La date limite n'est pas un verdict
Chaque Français jette environ 25 kg de nourriture par an, dont 19 kg d'aliments encore consommables. Une partie de ce gaspillage vient d'une confusion entre deux dates. La DLC (date limite de consommation) signale un danger pour la santé après la date. La DDM (date de durabilité minimale) signale simplement une perte de qualités gustatives : un produit après sa DDM se consomme sans risque pour la santé. Les applications anti-gaspi et les rayons dédiés proposent justement ces produits "à consommer rapidement", moins chers.
L'arithmétique des 30 €
Voici l'ordre de grandeur de chaque levier, calculé à partir des données citées, sur un budget hebdomadaire moyen de 81 € :
- la moitié du panier en marques de distributeurs : environ 10 à 12 € ;
- la réduction d'un tiers de la viande : environ 6 € ;
- trois plats maison par semaine : environ 2,50 € ;
- des paniers anti-gaspi : jusqu'à 16,70 € selon Too Good To Go.

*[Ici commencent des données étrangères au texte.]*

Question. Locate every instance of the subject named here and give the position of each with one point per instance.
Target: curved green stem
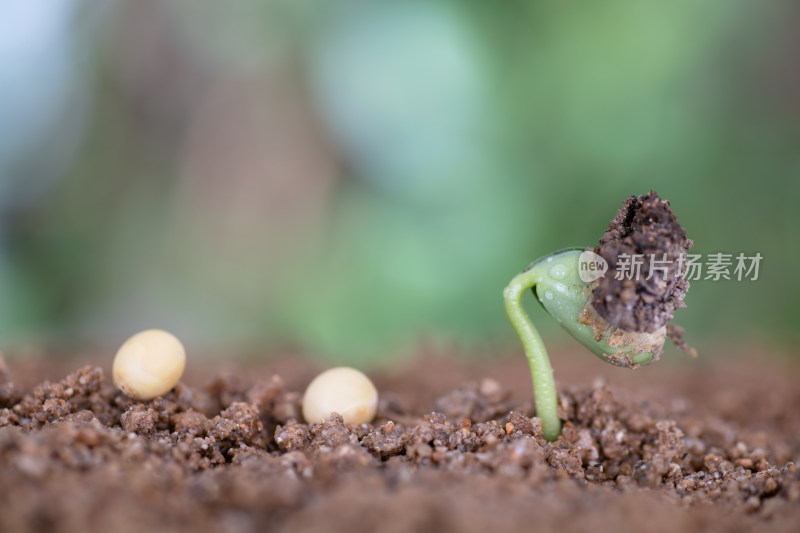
(544, 386)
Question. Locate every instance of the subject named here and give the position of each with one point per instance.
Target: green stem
(544, 386)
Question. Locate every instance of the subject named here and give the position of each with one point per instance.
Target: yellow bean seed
(149, 364)
(340, 390)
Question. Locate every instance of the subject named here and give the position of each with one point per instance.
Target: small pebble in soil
(341, 390)
(149, 364)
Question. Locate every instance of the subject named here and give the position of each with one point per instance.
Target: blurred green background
(356, 178)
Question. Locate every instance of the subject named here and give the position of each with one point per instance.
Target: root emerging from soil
(79, 456)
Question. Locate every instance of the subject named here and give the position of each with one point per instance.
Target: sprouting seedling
(624, 320)
(556, 282)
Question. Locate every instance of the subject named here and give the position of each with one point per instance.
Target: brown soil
(646, 227)
(455, 448)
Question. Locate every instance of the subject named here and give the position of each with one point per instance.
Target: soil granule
(645, 299)
(452, 449)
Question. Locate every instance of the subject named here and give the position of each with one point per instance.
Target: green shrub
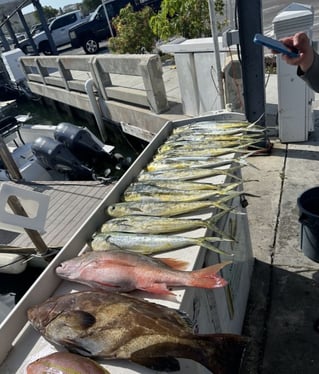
(133, 32)
(187, 18)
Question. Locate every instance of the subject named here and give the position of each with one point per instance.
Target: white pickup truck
(59, 29)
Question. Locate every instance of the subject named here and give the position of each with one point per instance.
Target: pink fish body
(124, 271)
(65, 363)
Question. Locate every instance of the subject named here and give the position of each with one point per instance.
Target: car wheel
(24, 49)
(91, 46)
(45, 48)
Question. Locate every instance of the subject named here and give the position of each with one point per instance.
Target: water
(45, 114)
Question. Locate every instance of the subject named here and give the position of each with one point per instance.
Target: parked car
(59, 29)
(98, 27)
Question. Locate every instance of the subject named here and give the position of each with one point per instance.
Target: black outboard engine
(85, 146)
(8, 125)
(54, 155)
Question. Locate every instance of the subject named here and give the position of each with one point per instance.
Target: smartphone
(274, 44)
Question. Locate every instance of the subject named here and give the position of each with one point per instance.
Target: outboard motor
(84, 145)
(8, 125)
(54, 155)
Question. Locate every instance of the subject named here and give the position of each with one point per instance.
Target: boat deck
(70, 203)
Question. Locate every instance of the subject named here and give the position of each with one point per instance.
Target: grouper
(108, 325)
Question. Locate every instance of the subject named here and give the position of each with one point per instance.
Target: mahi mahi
(164, 209)
(161, 225)
(151, 243)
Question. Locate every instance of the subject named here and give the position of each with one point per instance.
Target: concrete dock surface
(282, 317)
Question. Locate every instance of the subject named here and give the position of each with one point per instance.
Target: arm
(307, 61)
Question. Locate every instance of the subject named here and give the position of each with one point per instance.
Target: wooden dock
(70, 204)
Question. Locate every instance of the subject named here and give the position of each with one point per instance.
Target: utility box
(295, 114)
(197, 73)
(12, 64)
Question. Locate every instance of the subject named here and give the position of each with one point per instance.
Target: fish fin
(79, 319)
(107, 263)
(174, 263)
(158, 288)
(207, 278)
(167, 364)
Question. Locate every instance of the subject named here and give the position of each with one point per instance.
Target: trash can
(308, 204)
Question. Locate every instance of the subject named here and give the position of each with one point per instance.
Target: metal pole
(213, 23)
(107, 19)
(250, 23)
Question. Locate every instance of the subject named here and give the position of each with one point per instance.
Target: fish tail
(222, 353)
(207, 277)
(205, 242)
(210, 223)
(219, 353)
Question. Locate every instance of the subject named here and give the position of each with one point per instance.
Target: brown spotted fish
(65, 363)
(119, 326)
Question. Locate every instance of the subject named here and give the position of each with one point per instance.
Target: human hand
(301, 42)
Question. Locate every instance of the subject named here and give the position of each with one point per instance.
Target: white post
(213, 23)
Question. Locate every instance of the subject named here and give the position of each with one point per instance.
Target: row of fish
(170, 186)
(155, 211)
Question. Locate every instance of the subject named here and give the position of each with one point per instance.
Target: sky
(54, 3)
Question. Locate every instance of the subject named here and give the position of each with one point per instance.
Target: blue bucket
(308, 204)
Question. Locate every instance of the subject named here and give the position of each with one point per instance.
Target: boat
(57, 152)
(221, 310)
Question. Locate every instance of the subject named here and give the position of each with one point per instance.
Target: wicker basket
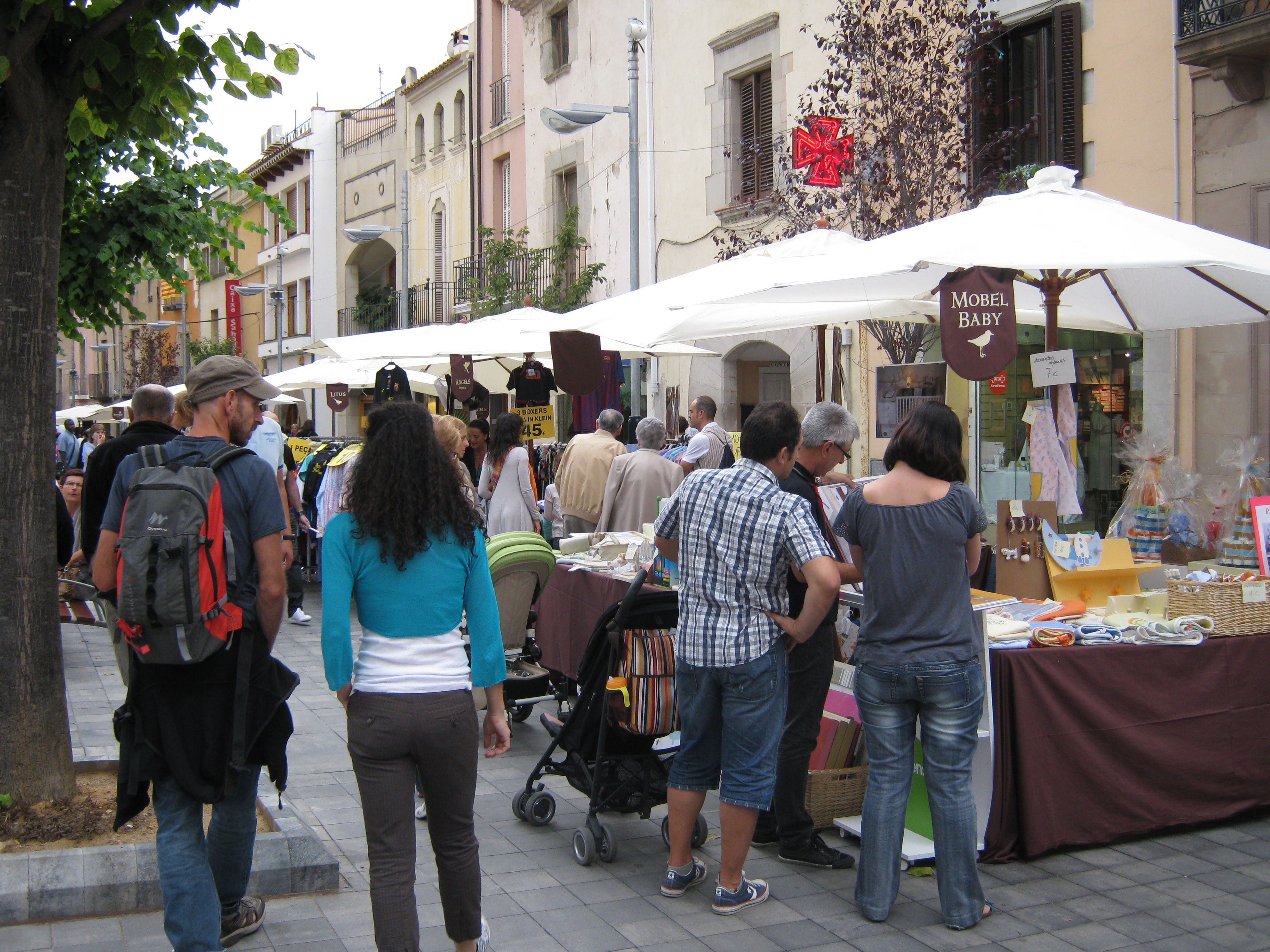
(1223, 603)
(833, 794)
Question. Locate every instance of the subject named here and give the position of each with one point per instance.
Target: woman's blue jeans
(948, 697)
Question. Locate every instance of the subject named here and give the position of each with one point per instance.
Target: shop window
(292, 300)
(1029, 96)
(566, 192)
(558, 46)
(758, 174)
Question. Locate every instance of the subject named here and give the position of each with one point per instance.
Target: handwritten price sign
(539, 422)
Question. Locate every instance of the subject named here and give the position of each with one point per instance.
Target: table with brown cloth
(1104, 742)
(568, 610)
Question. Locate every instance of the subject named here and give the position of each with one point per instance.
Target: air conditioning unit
(459, 43)
(275, 134)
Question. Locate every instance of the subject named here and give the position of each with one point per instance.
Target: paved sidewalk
(1197, 891)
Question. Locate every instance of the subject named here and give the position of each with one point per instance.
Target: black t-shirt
(801, 483)
(392, 384)
(533, 384)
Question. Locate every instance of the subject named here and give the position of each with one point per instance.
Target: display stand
(916, 847)
(1115, 574)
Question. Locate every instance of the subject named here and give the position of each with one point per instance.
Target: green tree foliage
(510, 270)
(87, 88)
(200, 350)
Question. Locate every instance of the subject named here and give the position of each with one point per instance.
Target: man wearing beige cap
(181, 723)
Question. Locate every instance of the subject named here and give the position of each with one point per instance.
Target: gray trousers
(390, 739)
(576, 523)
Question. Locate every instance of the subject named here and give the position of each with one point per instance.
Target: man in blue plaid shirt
(735, 535)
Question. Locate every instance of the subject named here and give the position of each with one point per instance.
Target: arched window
(459, 115)
(439, 262)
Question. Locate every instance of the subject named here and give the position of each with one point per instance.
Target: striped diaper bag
(648, 667)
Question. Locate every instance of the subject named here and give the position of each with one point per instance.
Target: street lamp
(370, 233)
(580, 116)
(252, 290)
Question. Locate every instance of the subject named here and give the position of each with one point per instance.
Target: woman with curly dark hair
(408, 529)
(505, 480)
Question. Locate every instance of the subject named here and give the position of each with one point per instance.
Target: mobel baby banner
(977, 322)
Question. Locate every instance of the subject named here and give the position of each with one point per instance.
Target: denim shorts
(731, 723)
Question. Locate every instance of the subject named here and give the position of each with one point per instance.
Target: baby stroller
(610, 738)
(520, 564)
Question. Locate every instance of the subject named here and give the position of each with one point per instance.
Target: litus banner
(977, 322)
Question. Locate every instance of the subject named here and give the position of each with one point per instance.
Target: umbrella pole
(820, 362)
(1052, 287)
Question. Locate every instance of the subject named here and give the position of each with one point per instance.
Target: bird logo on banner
(982, 341)
(821, 148)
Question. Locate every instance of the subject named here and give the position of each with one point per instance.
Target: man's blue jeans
(204, 878)
(948, 697)
(731, 721)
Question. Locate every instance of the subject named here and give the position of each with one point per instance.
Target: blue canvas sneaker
(751, 893)
(677, 884)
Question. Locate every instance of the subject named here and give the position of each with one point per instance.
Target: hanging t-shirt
(533, 384)
(606, 397)
(392, 384)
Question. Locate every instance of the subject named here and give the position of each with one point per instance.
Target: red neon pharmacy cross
(821, 148)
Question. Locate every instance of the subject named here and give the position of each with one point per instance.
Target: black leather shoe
(818, 855)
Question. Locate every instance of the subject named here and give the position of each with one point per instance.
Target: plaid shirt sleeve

Le cumul peut dépasser 30 €, mais tout le monde ne cumulera pas tout. Sans les paniers anti-gaspi, les trois premiers leviers représentent déjà environ 18 à 20 €. Ajoutez la liste de courses, qui évite les achats inutiles, et la comparaison des enseignes, et l'objectif devient accessible. La clé n'est pas de chercher le geste magique, mais d'empiler les gestes simples, à son rythme.
Par où commencer ?
La bonne nouvelle, c'est que les deux premiers leviers, la liste de courses et les marques de distributeurs, ne demandent ni talent culinaire ni réorganisation profonde. Commencez dès la prochaine liste de courses, mesurez l'écart sur deux ou trois semaines, puis ajoutez un levier supplémentaire. L'objectif de 30 € par semaine est atteignable sans sacrifier le goût : il demande surtout de la cohérence, pas de la privation.